While I exaggerate a little (and only a little), the rather valid query remains: Do you have to hand wash your bras? No, of course not. You are not obligated to do anything you don’t want to do, including bypassing the washing machine for your bathroom sink. Nevertheless, here are five reasons why you should wash your bras by hand:
- With hand washing, you control the agitation level of both the water and the items sharing space with your bras, thus ensuring sensitive components like underwires and foam cups are not distorted.
- Hook-and-eye closures are unlikely to snag other items mixed in with the bras and either damage those items or the hooks themselves.
- The excess water is gently squeezed after hand washing instead of forcing the bras to dry via wringing, whipping, or smashing against the side of a metal cylinder.
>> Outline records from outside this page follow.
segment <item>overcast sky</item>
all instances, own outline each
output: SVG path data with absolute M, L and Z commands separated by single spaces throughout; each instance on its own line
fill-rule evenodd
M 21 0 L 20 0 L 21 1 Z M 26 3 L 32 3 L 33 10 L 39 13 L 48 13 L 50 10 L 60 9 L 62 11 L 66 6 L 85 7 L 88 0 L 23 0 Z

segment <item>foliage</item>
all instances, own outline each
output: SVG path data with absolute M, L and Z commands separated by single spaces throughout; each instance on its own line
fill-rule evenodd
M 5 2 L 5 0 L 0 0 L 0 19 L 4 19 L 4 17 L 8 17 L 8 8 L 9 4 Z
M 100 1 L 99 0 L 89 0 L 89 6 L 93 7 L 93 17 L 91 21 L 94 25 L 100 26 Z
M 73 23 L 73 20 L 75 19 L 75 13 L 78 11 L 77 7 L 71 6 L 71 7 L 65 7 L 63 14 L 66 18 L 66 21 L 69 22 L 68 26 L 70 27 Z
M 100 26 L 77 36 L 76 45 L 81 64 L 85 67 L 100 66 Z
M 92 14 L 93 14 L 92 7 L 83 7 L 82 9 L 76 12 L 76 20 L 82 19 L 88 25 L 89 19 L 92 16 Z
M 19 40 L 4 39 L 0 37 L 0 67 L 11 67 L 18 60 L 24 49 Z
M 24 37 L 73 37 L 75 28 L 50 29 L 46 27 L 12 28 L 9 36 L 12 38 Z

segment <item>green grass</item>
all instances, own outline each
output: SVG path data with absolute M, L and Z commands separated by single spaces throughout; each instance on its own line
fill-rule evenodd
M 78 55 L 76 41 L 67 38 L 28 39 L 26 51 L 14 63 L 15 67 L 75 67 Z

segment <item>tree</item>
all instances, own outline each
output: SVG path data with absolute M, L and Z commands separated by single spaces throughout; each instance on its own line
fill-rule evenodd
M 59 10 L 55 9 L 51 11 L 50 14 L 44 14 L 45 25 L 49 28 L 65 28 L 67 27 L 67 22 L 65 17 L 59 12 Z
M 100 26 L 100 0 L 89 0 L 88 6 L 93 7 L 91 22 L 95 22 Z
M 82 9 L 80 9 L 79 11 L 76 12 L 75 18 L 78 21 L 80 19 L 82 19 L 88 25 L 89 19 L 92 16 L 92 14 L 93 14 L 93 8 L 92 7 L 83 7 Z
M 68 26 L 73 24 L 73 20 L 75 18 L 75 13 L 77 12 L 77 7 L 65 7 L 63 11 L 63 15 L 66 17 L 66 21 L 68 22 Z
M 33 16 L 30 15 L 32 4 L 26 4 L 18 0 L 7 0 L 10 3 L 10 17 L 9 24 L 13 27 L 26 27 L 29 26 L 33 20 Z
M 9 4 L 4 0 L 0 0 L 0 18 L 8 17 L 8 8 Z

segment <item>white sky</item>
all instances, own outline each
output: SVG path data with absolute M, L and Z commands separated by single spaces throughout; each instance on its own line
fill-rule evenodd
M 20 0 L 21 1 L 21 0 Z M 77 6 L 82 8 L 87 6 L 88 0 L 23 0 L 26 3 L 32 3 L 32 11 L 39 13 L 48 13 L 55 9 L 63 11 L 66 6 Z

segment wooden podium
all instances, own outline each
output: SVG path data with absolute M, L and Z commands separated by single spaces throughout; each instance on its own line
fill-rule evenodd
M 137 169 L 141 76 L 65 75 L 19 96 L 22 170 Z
Foam cups and underwires will sing your praises.
- Hand washing can prevent straps from fraying, lace and embroidery from ripping, and thin meshes from developing runs or holes
- It extends the life of your bra! With hand washing, you have the maximum control over how that bra is treated during the washing process, meaning your gentle treatment keeps the bra in top shape for significantly longer.
All of the reasons above deal with washing the bra because regardless of whether you brave the machine or stick to the ultra delicate “hand cycle,” the bras should never go into the dryer. Lay them flat or hang them up to dry, but heat should never be part of the equation. Never.
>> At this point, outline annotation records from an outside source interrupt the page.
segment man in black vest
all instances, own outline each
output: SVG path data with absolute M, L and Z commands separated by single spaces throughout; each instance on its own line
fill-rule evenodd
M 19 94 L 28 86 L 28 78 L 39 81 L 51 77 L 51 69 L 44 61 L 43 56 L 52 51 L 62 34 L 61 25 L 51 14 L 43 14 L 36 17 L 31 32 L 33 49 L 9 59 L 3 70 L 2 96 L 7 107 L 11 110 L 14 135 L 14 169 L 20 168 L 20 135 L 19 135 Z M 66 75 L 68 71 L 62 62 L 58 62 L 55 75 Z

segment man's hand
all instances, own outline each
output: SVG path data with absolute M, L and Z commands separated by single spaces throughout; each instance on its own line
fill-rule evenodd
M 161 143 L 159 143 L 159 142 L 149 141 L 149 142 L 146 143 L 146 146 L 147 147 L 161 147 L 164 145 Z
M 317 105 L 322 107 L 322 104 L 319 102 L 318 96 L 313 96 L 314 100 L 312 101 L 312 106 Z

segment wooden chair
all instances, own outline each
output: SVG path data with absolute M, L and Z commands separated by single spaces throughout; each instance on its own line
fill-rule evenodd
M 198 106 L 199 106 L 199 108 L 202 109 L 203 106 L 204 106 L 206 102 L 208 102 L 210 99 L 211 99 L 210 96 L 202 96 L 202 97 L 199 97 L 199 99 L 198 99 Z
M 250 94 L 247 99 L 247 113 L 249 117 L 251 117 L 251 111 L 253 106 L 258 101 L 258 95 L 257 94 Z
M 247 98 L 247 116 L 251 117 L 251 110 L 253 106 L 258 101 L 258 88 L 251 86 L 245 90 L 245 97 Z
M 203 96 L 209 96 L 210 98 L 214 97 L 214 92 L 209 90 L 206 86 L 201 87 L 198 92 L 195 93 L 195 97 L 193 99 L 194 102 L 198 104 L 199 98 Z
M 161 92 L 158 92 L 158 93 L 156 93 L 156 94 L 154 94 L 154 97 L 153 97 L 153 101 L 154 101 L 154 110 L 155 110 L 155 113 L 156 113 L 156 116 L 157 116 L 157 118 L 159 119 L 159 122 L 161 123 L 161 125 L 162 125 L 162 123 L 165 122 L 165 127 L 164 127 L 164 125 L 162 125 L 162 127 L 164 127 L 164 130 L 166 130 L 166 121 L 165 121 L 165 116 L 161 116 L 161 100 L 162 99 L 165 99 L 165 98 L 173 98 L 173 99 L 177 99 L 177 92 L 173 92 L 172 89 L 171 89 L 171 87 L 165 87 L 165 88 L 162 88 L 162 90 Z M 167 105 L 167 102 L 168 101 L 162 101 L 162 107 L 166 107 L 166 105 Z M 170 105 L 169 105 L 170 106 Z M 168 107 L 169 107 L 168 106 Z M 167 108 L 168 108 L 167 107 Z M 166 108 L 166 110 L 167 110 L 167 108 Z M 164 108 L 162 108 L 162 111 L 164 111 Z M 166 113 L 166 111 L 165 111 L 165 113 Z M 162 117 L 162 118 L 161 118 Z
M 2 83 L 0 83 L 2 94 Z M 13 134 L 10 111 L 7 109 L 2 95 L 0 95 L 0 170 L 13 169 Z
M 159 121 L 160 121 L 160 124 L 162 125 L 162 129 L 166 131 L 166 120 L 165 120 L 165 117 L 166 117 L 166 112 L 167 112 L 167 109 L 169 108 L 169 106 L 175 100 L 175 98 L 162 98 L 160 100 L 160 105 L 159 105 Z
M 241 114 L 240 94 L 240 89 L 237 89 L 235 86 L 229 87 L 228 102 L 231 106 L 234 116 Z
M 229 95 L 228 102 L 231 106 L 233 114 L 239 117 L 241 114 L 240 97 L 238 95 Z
In all fairness, some bras do have a lower risk of destruction in the washing machine. Unpadded bras usually fair better because padding and foam are both more sensitive to the agitation and compression. Often, foam cups which ventured too frequently into the laundry room will return with the weaker points (typically the top or center of the cup) curling upward and outward. The foam/padding also loses its natural shape which impacts how the bra fits and lift. Some unpadded bras feature additional design elements like embroidery or lace that may be damaged by the washing machine as well, but it’s at least a little safer for them.
Then, there’s the underwire. Underwire can be twisted and strained so much by the washing machine that it will breakthrough the fabric and pop out faster. If the underwire becomes distorted, the fit and comfort of the bra nosedives, and even if there is nothing visibly wrong, the bra will not feel as supportive and comfortable. Consequently, wireless, unpadded bras have the lowest risks associated with washing machine.
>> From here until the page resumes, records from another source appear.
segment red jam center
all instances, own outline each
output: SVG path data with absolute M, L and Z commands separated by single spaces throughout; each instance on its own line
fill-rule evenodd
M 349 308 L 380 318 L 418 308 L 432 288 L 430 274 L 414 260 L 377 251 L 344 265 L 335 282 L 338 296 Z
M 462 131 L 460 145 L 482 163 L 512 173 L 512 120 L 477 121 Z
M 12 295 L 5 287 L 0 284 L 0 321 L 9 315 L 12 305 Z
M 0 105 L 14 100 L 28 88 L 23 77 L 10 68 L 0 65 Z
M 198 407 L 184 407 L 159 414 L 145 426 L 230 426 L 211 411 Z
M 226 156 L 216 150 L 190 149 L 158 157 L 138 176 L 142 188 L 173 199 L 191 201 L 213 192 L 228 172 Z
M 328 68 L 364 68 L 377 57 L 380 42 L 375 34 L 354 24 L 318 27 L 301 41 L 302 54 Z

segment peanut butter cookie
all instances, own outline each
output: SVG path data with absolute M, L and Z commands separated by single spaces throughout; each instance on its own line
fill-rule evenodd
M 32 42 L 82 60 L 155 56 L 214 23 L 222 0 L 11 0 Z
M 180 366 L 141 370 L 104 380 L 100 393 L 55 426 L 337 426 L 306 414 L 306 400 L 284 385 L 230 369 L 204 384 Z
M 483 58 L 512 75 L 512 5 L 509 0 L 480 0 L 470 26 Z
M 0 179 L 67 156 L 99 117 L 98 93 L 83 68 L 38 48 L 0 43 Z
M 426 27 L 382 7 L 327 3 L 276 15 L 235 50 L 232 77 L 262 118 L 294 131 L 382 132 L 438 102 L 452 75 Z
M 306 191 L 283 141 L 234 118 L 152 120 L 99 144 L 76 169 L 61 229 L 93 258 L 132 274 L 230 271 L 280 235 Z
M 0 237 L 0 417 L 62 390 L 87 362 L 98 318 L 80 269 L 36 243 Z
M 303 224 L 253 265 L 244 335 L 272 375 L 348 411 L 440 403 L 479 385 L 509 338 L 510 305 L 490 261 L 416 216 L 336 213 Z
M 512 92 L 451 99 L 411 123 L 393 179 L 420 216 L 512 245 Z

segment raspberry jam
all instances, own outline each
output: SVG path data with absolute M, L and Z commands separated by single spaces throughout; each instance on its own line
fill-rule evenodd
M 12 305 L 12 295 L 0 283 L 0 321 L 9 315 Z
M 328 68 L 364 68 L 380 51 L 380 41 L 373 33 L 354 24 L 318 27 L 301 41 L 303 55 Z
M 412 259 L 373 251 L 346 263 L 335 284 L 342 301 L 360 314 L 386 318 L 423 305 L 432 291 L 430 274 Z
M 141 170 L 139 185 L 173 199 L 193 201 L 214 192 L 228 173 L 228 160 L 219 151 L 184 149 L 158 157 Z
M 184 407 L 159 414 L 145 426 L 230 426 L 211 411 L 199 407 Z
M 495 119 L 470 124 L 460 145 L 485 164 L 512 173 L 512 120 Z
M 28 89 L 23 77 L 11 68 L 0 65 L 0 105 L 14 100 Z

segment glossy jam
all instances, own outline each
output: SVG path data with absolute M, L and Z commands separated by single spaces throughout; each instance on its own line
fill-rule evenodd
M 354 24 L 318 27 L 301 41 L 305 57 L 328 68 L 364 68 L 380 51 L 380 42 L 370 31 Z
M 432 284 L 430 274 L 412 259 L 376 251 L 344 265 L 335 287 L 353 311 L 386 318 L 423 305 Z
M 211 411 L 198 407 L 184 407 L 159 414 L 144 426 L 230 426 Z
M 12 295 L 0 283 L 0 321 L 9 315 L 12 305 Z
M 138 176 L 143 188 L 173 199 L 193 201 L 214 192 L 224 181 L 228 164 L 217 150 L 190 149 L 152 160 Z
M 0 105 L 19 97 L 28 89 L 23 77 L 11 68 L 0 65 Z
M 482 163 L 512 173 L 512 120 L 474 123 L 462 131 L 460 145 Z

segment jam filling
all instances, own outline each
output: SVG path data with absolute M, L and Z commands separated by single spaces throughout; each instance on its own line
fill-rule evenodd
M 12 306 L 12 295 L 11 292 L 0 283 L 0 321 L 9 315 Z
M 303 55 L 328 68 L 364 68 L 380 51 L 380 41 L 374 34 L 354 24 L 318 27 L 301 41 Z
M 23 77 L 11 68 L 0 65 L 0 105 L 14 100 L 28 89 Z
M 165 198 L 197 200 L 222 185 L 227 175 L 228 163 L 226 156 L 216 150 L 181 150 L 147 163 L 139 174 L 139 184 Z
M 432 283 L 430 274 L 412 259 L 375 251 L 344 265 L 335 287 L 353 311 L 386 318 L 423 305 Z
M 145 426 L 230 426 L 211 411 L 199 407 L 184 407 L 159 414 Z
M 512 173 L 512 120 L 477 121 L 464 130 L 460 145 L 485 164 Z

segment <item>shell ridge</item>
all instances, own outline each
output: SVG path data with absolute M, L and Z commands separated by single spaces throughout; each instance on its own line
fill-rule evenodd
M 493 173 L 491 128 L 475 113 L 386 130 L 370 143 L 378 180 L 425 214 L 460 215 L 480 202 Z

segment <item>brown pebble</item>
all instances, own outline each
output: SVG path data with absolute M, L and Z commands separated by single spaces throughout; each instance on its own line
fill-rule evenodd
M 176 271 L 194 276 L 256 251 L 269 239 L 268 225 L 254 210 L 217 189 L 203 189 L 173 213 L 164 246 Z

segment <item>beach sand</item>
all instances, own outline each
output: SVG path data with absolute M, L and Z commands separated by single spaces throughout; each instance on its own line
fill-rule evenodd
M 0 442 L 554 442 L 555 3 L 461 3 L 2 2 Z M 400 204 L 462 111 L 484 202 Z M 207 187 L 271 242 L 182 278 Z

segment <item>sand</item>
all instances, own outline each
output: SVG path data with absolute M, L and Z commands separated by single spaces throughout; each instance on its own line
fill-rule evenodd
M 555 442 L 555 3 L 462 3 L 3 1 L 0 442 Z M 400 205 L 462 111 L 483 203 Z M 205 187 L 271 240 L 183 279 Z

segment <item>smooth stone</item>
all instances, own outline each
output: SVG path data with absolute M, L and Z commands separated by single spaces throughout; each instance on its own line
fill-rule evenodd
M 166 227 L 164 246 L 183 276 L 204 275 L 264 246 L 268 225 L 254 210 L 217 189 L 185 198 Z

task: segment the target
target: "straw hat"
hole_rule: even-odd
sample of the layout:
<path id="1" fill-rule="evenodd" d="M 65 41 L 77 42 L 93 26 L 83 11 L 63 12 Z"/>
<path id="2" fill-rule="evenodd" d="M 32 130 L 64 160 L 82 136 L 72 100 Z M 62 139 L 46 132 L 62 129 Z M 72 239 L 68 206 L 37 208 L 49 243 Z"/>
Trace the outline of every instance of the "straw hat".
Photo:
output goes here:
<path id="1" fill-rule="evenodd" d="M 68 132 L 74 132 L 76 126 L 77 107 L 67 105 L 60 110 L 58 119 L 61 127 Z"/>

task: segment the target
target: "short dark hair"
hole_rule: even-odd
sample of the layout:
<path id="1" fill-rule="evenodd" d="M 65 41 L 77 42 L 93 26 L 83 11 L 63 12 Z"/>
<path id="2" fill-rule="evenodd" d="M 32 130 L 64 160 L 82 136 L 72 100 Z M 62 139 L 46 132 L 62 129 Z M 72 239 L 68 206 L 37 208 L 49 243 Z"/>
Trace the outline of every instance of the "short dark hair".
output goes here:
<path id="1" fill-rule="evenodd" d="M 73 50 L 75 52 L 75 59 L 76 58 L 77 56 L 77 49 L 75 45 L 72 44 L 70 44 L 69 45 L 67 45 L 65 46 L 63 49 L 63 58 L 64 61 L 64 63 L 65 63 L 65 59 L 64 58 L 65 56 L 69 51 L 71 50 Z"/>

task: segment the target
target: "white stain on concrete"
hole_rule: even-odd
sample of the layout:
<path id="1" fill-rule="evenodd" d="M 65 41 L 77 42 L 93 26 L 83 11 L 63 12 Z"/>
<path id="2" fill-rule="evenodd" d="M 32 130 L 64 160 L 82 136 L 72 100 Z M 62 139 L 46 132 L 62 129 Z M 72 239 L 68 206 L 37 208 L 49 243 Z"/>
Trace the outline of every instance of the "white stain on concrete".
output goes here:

On a personal note, I only hand wash my bras, and I have yet to have an underwire pop out, a strap fray, or a delicate piece of lace/embroidery rip. In fact, I recently donated some of the bras I had worn for well over a year. The only thing wrong with them? The bands stretched out too much. To facilitate the ease of cleaning my lingerie, I either wash it after work as needed or on the weekends while cleaning my bathroom. I find that if I incorporate washing them as part of a routine, it makes the process easier and faster.
Bottom Line: Hand washing is not essential, but I highly recommend it!